The point is that defining market outlook and defining an investment strategy on the basis of that must factor in the new trend of shallow cycles. Relying on historical data of deep cycles may lead to unsatisfactory results.

Market outlook

The market movement in the first half of 2022 has been mostly on the expected lines. Despite the ongoing conflict between Russia and Ukraine, and elevated energy prices, I do not see any reason to change my market outlook for the rest of 2022. I expect-

(a)   NIfty 50 may move in a large range of 15200-18600 during 2022. It would be reasonable to expect 10% + 2% return for the year for diversified portfolios.

(b)   The outlook is positive for IT Services, Financial Services, select capital goods, healthcare and consumer staples, and negative for commodities, chemicals, energy and discretionary consumption.

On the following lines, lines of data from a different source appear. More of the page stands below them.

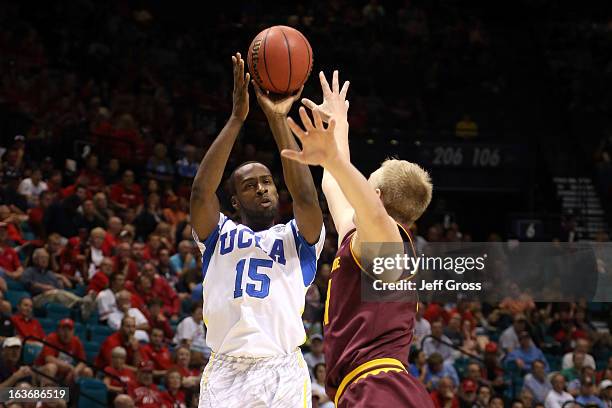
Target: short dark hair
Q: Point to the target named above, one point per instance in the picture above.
(231, 185)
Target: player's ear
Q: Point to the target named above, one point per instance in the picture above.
(235, 203)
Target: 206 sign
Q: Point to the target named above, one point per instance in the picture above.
(473, 156)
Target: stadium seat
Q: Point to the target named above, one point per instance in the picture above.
(92, 393)
(14, 296)
(99, 332)
(57, 311)
(12, 284)
(92, 348)
(49, 325)
(30, 352)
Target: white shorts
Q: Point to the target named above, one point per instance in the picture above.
(244, 382)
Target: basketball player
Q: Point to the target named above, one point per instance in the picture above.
(366, 343)
(255, 273)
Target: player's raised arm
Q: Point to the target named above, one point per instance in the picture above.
(204, 204)
(320, 148)
(335, 106)
(297, 176)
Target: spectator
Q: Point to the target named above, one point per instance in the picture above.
(422, 328)
(11, 368)
(557, 396)
(146, 394)
(182, 361)
(118, 378)
(191, 333)
(483, 396)
(106, 300)
(509, 338)
(315, 355)
(174, 396)
(582, 345)
(418, 366)
(438, 368)
(318, 387)
(587, 395)
(62, 359)
(123, 401)
(88, 218)
(438, 343)
(123, 263)
(159, 167)
(158, 353)
(124, 308)
(101, 279)
(536, 381)
(24, 322)
(527, 353)
(467, 393)
(573, 372)
(124, 338)
(444, 395)
(126, 194)
(158, 320)
(10, 266)
(32, 187)
(48, 287)
(183, 260)
(7, 328)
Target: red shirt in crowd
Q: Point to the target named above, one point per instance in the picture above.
(161, 358)
(112, 341)
(74, 347)
(174, 401)
(27, 327)
(439, 401)
(127, 376)
(131, 197)
(98, 282)
(147, 397)
(9, 259)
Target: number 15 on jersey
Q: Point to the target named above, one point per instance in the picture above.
(260, 279)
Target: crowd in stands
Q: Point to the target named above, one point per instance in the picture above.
(99, 274)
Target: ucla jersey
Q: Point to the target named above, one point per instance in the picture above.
(254, 285)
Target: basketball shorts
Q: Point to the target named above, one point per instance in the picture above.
(244, 382)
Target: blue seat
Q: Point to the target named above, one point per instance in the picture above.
(30, 352)
(57, 311)
(14, 296)
(92, 393)
(12, 284)
(92, 348)
(49, 325)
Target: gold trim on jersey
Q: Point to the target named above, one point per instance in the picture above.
(370, 367)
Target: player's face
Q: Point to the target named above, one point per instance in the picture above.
(256, 196)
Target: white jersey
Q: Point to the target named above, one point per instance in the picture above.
(253, 288)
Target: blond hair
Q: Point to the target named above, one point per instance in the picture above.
(405, 189)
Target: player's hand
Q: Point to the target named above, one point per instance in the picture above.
(318, 143)
(334, 103)
(240, 109)
(275, 106)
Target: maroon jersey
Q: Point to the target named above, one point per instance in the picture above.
(357, 332)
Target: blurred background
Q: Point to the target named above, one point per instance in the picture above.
(106, 109)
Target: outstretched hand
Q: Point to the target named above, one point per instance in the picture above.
(274, 105)
(318, 143)
(240, 109)
(334, 103)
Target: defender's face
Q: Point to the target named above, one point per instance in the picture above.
(255, 191)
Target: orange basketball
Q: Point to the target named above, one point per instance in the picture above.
(280, 59)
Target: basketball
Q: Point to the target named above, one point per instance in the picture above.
(280, 59)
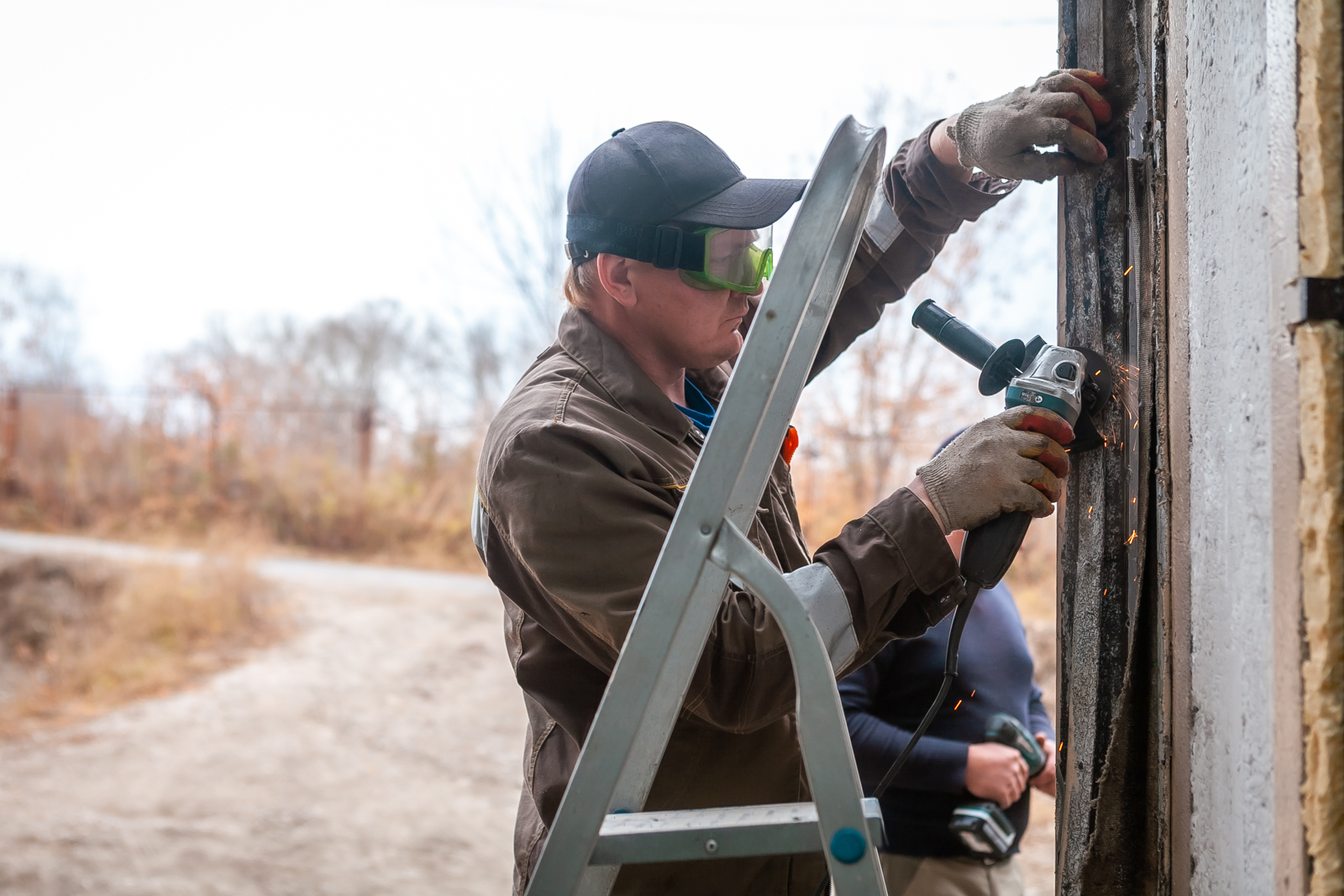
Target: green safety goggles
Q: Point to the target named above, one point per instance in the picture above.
(736, 259)
(706, 257)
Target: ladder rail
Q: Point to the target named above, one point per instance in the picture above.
(648, 683)
(638, 775)
(823, 734)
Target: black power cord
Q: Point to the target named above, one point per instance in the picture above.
(949, 672)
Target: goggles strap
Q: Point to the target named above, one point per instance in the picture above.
(664, 244)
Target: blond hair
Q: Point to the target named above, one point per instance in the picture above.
(581, 284)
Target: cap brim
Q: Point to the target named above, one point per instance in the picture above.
(750, 203)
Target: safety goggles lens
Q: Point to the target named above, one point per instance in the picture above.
(736, 259)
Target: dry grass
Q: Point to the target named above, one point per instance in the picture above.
(81, 637)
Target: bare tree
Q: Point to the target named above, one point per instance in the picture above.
(528, 237)
(39, 331)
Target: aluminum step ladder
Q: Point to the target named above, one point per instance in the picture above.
(598, 825)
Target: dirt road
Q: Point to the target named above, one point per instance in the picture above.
(376, 752)
(380, 752)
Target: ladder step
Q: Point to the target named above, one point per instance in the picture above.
(628, 839)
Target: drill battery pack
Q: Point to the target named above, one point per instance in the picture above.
(984, 829)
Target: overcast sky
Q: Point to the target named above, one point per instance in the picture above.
(171, 161)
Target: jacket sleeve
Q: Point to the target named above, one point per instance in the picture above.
(582, 532)
(920, 204)
(936, 763)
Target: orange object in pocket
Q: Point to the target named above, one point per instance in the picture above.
(790, 445)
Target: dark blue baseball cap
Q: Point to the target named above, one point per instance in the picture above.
(628, 191)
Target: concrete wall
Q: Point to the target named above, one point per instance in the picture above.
(1245, 606)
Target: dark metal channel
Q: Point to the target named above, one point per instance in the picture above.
(1112, 810)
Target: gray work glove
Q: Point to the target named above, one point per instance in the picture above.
(1000, 136)
(1008, 463)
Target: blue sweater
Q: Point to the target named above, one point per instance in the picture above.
(886, 699)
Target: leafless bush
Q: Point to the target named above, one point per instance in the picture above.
(77, 637)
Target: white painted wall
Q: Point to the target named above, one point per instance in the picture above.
(1242, 255)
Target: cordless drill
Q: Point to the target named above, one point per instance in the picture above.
(983, 828)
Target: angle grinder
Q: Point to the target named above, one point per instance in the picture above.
(1073, 382)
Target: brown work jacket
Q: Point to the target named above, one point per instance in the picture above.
(580, 477)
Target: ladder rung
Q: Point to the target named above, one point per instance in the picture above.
(685, 835)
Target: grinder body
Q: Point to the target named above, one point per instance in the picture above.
(1065, 380)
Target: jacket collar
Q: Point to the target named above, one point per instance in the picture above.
(613, 369)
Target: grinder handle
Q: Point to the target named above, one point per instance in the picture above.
(953, 333)
(991, 548)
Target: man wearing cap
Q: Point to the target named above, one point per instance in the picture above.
(585, 464)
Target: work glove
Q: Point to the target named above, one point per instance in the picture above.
(1008, 463)
(1000, 136)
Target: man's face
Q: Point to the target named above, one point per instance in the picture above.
(689, 327)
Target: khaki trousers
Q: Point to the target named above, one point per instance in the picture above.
(914, 876)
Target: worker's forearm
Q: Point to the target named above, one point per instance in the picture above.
(922, 201)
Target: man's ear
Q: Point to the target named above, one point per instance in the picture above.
(613, 273)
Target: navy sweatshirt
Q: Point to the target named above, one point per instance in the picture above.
(886, 699)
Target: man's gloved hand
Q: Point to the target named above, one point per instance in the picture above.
(1000, 136)
(1008, 463)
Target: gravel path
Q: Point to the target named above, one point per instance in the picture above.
(380, 752)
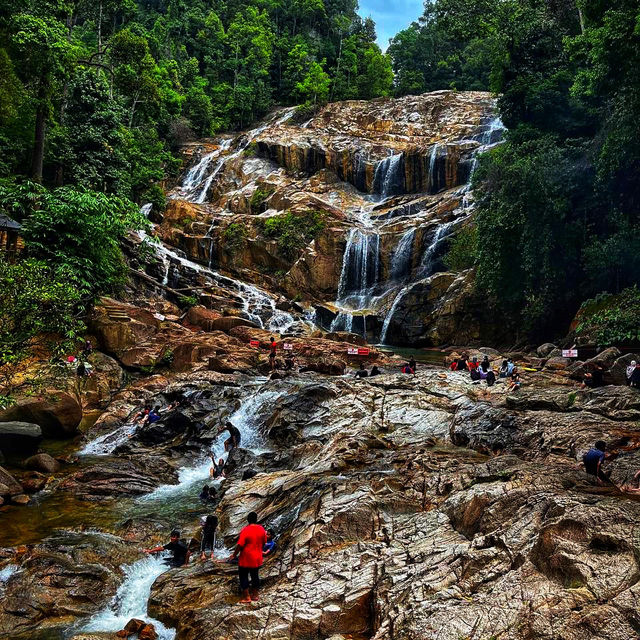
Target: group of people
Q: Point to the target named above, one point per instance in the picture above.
(254, 543)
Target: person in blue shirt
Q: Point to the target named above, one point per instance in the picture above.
(593, 460)
(270, 545)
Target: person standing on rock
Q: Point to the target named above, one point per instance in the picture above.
(593, 460)
(362, 372)
(273, 351)
(233, 441)
(250, 557)
(177, 547)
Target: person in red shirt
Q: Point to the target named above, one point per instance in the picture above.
(249, 549)
(273, 348)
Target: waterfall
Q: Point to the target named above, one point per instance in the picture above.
(131, 599)
(426, 264)
(360, 266)
(388, 179)
(433, 182)
(401, 260)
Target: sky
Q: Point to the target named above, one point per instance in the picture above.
(391, 16)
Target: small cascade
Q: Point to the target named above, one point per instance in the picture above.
(131, 599)
(360, 265)
(401, 260)
(388, 179)
(426, 263)
(433, 178)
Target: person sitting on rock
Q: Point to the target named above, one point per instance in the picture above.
(217, 470)
(593, 460)
(270, 545)
(178, 549)
(250, 557)
(594, 378)
(515, 383)
(362, 372)
(273, 350)
(234, 438)
(634, 380)
(630, 369)
(208, 540)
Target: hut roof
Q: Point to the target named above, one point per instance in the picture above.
(7, 223)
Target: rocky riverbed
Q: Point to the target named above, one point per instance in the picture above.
(405, 506)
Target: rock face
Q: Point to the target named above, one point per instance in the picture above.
(20, 437)
(57, 414)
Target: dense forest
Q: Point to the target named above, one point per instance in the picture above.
(559, 202)
(96, 98)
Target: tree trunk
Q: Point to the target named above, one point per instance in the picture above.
(37, 157)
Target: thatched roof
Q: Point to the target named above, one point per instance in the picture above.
(8, 224)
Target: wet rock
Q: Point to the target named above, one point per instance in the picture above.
(545, 349)
(58, 414)
(22, 437)
(13, 487)
(42, 462)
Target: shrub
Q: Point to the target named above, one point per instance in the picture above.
(612, 319)
(293, 231)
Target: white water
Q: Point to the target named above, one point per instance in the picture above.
(131, 599)
(248, 421)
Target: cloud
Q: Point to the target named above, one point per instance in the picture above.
(391, 16)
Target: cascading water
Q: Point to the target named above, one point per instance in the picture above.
(388, 179)
(131, 599)
(401, 260)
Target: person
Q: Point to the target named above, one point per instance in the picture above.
(273, 348)
(289, 362)
(208, 540)
(270, 545)
(593, 460)
(362, 372)
(178, 549)
(217, 470)
(594, 378)
(515, 383)
(634, 381)
(250, 557)
(234, 438)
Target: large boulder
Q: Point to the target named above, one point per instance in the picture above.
(58, 414)
(19, 437)
(9, 485)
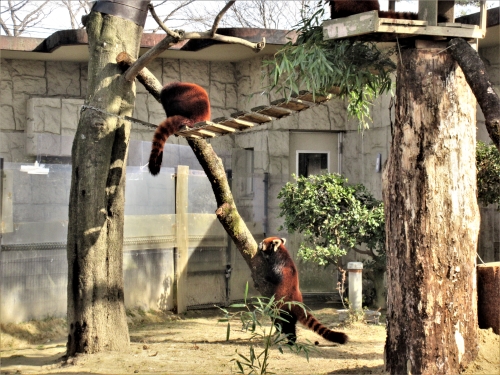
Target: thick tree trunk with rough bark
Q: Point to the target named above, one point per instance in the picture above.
(96, 312)
(432, 219)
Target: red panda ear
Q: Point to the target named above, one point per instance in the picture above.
(276, 244)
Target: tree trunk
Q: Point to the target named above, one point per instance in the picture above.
(432, 219)
(96, 312)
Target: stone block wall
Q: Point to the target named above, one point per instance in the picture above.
(40, 102)
(489, 234)
(21, 80)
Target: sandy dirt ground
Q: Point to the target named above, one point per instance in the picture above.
(194, 343)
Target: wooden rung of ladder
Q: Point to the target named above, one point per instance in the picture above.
(309, 97)
(293, 104)
(273, 111)
(196, 132)
(252, 117)
(237, 123)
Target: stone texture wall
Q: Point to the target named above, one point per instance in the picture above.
(40, 102)
(21, 80)
(489, 234)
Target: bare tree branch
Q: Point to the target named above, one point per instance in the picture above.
(148, 80)
(174, 37)
(219, 17)
(478, 79)
(175, 10)
(149, 56)
(23, 15)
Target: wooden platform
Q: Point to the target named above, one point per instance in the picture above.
(387, 29)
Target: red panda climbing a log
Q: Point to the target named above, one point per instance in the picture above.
(185, 104)
(283, 274)
(345, 8)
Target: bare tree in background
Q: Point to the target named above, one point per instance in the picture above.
(18, 17)
(76, 10)
(169, 12)
(252, 14)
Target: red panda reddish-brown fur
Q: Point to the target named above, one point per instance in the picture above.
(185, 104)
(283, 274)
(345, 8)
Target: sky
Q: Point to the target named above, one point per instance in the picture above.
(59, 19)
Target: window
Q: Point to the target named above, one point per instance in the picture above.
(312, 162)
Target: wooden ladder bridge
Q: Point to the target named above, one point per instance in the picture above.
(256, 116)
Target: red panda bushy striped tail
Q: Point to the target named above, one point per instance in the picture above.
(313, 324)
(163, 131)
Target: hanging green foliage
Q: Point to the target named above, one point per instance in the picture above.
(358, 71)
(488, 174)
(333, 217)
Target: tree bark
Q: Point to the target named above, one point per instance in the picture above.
(229, 217)
(227, 212)
(96, 312)
(432, 219)
(479, 81)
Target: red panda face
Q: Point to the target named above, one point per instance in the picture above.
(271, 244)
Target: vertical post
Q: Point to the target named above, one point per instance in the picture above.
(181, 231)
(447, 8)
(355, 270)
(427, 11)
(483, 24)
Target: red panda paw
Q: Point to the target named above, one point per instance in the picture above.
(155, 163)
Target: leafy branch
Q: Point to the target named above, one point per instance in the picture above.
(488, 174)
(334, 217)
(357, 71)
(251, 316)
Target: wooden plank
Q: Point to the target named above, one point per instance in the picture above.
(391, 21)
(296, 105)
(369, 23)
(357, 24)
(253, 117)
(273, 111)
(238, 124)
(314, 99)
(427, 11)
(433, 30)
(197, 132)
(219, 128)
(447, 8)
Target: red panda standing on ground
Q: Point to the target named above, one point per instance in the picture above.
(345, 8)
(185, 104)
(283, 274)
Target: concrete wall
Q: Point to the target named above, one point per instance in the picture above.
(40, 103)
(489, 234)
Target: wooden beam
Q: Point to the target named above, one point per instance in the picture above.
(427, 11)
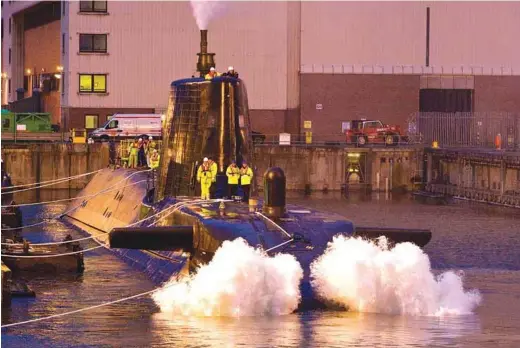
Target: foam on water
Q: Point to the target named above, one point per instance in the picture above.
(367, 276)
(239, 281)
(204, 11)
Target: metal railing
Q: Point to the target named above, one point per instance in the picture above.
(484, 130)
(407, 69)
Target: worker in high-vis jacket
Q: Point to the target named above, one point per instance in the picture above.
(233, 174)
(133, 149)
(246, 176)
(214, 170)
(212, 73)
(205, 179)
(154, 159)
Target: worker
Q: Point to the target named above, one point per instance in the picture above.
(233, 174)
(204, 178)
(124, 154)
(141, 159)
(246, 174)
(154, 159)
(214, 170)
(231, 72)
(150, 146)
(133, 149)
(212, 73)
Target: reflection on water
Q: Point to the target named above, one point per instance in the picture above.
(313, 329)
(480, 239)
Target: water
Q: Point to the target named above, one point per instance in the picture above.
(482, 241)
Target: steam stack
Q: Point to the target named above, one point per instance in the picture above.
(206, 60)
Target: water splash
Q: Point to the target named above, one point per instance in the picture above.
(204, 11)
(239, 281)
(367, 276)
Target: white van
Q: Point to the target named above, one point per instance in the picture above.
(130, 126)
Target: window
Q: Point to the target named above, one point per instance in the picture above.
(92, 83)
(93, 43)
(6, 123)
(93, 6)
(91, 121)
(112, 124)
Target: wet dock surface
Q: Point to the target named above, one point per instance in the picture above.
(481, 240)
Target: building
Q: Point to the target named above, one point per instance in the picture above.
(323, 62)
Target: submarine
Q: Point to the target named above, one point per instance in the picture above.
(159, 224)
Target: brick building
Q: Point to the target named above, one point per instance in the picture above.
(324, 62)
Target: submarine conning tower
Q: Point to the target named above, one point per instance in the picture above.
(204, 118)
(206, 60)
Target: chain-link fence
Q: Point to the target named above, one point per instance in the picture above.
(466, 129)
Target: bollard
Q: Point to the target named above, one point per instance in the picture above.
(274, 192)
(498, 141)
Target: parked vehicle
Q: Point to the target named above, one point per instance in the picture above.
(362, 132)
(129, 126)
(258, 138)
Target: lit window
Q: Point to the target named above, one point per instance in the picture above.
(93, 43)
(92, 83)
(92, 6)
(91, 121)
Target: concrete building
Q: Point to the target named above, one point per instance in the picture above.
(323, 62)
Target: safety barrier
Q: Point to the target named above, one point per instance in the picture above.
(490, 130)
(337, 140)
(478, 195)
(406, 69)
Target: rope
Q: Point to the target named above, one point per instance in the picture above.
(64, 199)
(91, 307)
(58, 243)
(51, 182)
(279, 245)
(71, 210)
(53, 255)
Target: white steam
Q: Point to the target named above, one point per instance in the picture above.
(366, 276)
(204, 11)
(239, 281)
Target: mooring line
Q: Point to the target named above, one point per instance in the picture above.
(66, 199)
(71, 210)
(49, 182)
(89, 308)
(53, 255)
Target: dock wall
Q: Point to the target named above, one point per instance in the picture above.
(314, 168)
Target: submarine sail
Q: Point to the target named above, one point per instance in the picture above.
(205, 118)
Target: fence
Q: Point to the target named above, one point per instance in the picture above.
(466, 129)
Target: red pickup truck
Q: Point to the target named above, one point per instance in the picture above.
(362, 132)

For most other sectors the outlook is neutral.

(c)    Benchmark bond yields may average 7.25% 30bps for the year. Longer duration may do better in 2H2022.

(d)   USDINR may average close to INR77/USD in 2H2022. Higher yields may attract flows to support INR.

(e)    Residential real estate prices may show a divergent trend in various geographies, but may generally remain stable. Commercial real estate may remain best category

Investment strategy

I shall continue to maintain my standard allocation in 2022 and avoid active trading in my equity portfolio. I am further downgrading my target return for the overall financial asset portfolio for 2022 to 7%.



Equity investment strategy

I would continue to focus on a mix of large and midcap stocks. The criteria for large cap stocks would be growth in earnings; while for midcaps it will be a mix of solvency & profitability ratios and operating leverage.

Debt strategy

I will continue to focus on accrual strategy for my debt portfolio. In case the yields spike beyond 7.75% due to policy rate hikes by RBI, I would lock-in my mid-term funds (3 to 5yrs) in long duration bonds/funds.